FEDERAL riot police backed by helicopters and armoured trucks seized control of Mexico's popular tourist city of Oaxaca today after months of street protests, and one man was killed in the violence.

Police carrying shields and wearing gas masks took over the colonial city's picturesque main square after hundreds of activists with metal poles and sticks surprisingly abandoned the plaza, their bastion for five months, without a fight.

After a full day of breaking down burning barricades and clashing with protesters, police then quickly dismantled the shabby tent city the activists had set up in the square.

A nurse was killed in another part of the city, and protesters said he was hit by a tear gas canister. A white sheet and a Mexican flag covered his body.
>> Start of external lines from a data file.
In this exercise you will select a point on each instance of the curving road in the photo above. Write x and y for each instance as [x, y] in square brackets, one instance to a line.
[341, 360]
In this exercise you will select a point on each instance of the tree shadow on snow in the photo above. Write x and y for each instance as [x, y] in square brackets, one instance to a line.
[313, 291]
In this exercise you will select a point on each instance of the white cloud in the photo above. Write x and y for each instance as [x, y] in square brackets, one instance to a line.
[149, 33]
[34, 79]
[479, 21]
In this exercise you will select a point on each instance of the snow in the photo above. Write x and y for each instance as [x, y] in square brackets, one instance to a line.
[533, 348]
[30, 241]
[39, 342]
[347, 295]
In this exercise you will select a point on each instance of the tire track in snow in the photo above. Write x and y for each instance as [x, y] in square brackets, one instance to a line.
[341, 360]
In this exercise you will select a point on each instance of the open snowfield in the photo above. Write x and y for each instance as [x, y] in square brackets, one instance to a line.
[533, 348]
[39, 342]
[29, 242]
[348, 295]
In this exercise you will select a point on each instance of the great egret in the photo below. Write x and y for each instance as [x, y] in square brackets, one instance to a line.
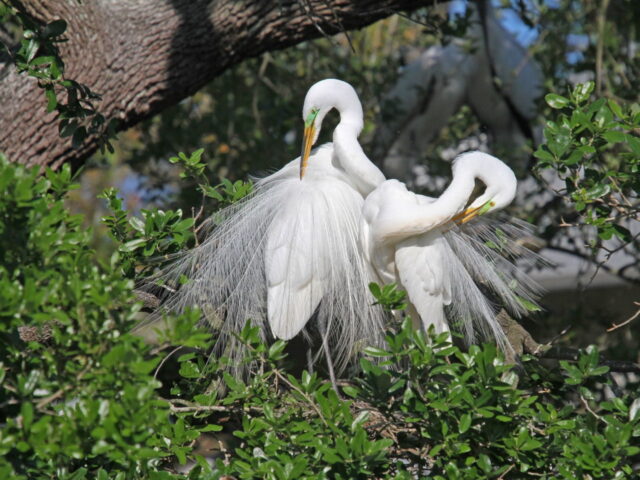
[413, 240]
[290, 250]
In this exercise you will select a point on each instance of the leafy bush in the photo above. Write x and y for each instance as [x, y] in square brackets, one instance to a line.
[595, 149]
[81, 398]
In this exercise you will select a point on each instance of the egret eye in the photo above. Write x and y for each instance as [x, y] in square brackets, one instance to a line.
[311, 117]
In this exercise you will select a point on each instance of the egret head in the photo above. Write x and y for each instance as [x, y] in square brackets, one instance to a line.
[499, 180]
[320, 99]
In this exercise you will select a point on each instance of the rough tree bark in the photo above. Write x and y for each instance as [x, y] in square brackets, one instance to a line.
[143, 56]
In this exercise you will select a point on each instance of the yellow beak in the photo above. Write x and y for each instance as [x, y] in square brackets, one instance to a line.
[307, 142]
[470, 213]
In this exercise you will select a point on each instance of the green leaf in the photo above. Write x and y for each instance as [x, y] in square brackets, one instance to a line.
[615, 136]
[556, 101]
[52, 101]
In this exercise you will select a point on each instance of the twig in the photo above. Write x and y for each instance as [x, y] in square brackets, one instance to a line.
[511, 467]
[209, 408]
[588, 408]
[572, 354]
[56, 395]
[304, 395]
[628, 320]
[155, 374]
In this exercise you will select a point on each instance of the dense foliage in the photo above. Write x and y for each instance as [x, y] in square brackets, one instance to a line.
[81, 396]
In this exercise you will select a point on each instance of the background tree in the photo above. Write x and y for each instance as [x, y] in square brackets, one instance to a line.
[179, 47]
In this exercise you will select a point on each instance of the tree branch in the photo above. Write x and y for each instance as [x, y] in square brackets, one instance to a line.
[147, 55]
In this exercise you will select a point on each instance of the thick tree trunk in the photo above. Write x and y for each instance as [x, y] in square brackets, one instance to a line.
[145, 55]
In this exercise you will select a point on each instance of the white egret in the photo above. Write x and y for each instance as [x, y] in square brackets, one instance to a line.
[411, 240]
[290, 250]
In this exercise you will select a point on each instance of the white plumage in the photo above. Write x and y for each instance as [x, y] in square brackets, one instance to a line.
[413, 240]
[305, 245]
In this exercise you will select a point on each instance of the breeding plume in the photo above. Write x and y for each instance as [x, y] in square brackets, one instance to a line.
[289, 252]
[427, 246]
[290, 257]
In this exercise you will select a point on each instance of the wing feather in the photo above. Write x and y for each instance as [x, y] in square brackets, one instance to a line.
[419, 261]
[296, 264]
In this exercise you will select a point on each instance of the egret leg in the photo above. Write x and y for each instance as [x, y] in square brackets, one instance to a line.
[310, 358]
[327, 355]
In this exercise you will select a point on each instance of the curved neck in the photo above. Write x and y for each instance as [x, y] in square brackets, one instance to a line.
[455, 197]
[350, 156]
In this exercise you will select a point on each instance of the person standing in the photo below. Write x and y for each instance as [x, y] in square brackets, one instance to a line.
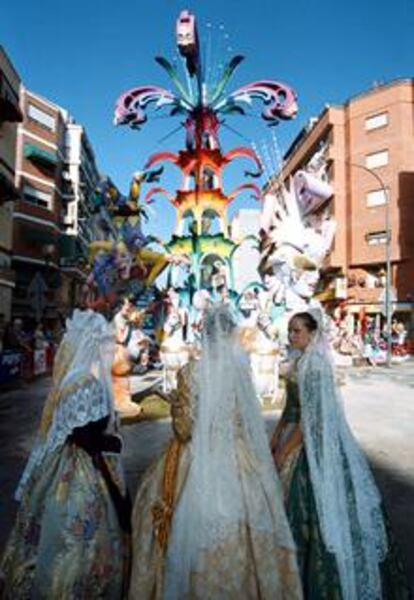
[205, 522]
[72, 531]
[345, 547]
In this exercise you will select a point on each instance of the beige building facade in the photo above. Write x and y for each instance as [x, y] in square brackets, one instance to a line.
[367, 145]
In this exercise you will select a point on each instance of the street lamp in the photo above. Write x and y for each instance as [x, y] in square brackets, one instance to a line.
[387, 257]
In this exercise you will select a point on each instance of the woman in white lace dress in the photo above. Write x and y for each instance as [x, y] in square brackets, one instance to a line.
[205, 521]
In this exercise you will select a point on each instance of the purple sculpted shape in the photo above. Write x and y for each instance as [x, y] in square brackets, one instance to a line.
[130, 107]
[278, 97]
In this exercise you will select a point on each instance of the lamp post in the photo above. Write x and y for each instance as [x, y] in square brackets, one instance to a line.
[387, 257]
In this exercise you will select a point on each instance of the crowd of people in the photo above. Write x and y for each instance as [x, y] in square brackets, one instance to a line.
[221, 513]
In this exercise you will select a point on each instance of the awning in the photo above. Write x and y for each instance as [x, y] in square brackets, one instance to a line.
[67, 246]
[10, 111]
[35, 153]
[41, 235]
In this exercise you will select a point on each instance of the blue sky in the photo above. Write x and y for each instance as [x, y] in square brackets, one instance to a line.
[84, 54]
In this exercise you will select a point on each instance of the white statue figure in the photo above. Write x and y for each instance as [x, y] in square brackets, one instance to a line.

Mexican President Vicente Fox ordered federal forces to seize the city, which striking teachers and activists have occupied since May to demand the state governor's resignation, after gunmen thought to be local police shot dead a US journalist and two other people on Friday.

The invasion began this morning as armoured trucks, with V-shaped plows and flanked by riot police, destroyed barricades of burning tyres, rocks and old furniture.

They fired water cannon at anyone in their way into the city centre, protected by SWAT teams with assault rifles.

Demonstrators fled in some areas but stood up for a fight in others. Hundreds surrounded six busloads of unarmed police, forcing them to flee and then set fire to the buses.

Several blocks from the city centre, dozens of demonstrators, many using goggles to protect their eyes from tear gas, waited behind a barricade of burning tyres, which sent plumes of thick smoke into the evening sky.

``It makes me annoyed that I can't do anything,'' said Maylet Pacheco, a 26-year-old teacher. ``We asked for a solution and this is what they offer us,'' she said, pointing down the street at advancing riot police.